The last time major violence broke out in Gaza and Israel, Biden and senior U.S. officials played a key behind-the-scenes role in brokering a ceasefire. The president has had six phone calls with Netanyahu, as well as separate talks with Palestinian Authority President Mahmoud Abbas (who has no real power over Gaza) and Egyptian President Abdel Fattah al-Say West had a phone call.

U.S. officials are also in hourly contact with their counterparts in the region and are relying on Egyptian and Qatari leaders to work with Palestinian militant groups in Gaza to reach a ceasefire.

Some of the president’s Democratic allies have pushed for a stronger response. But senior White House officials believe it would be more effective to work quietly with allies to end the violence.

That was more than two years ago. Since then, the relationship between the United States and Israel has become more complicated.

Biden has strongly opposed attempts by the Netanyahu administration to pursue judicial reforms, which he and other officials say amount to an erosion of democracy. That led to tensions between the two men and a face-to-face meeting was postponed until last month, when they held talks on the sidelines of the United Nations General Assembly in New York. At the time, Biden acknowledged that the two men had many “difficult issues” – including issues related to “checks and balances” – that needed to be discussed.

One official said the meeting ended up being “very constructive” and “very candid.” It included a lengthy one-on-one session without any aides present and Biden inviting Netanyahu to the White House.

Still, Netanyahu’s attempts to keep his far-right ruling coalition together could make U.S. diplomatic intervention in the conflict more difficult as he faces pressure to respond comprehensively.

Palestinian leader Mahmoud Abbas was last elected to a four-year term in 2005 but remains in power after multiple elections were canceled. Palestinian political stagnation will only complicate the U.S. diplomatic response as the United States seeks to Which faction of men speaks. and.

Just this week, Biden had hoped to reach a major deal with Israel and Saudi Arabia to establish formal diplomatic ties, which could transform the entire Middle East.

The deal had been expected to include Netanyahu agreeing on certain concessions to the Palestinians, including a possible freeze on settlements and agreement on the eventual establishment of a Palestinian state.

“Obviously, such a move by Saudi Arabia would require addressing the fundamental issues between Israel and the Palestinians,” a U.S. official said after Biden’s meeting with Netanyahu, adding that this was a point in the leadership’s It was made clear at the meeting.

Saturday’s violence makes it difficult to imagine Netanyahu agreeing to these concessions now.

Even in the wake of the devastating attacks in Israel, one thing seems clear: It was only a matter of time before scenes of violence became a political attack on Biden.

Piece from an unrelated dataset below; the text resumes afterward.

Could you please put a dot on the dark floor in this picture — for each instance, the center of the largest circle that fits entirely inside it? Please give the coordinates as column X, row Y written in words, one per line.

The Biden administration issued a waiver this year that unblocked billions of dollars in Iranian funds as part of a deal to release five Americans the U.S. government believed were wrongly detained by Iran. The decision is sure to come back into focus given Iran’s funding of Hamas, which critics have linked to attacks by Israel.

A senior administration official said on Saturday that billions of dollars in funds unfrozen by the Biden administration in the deal “did not go to Iran, were used only for humanitarian purposes and not a penny was spent.”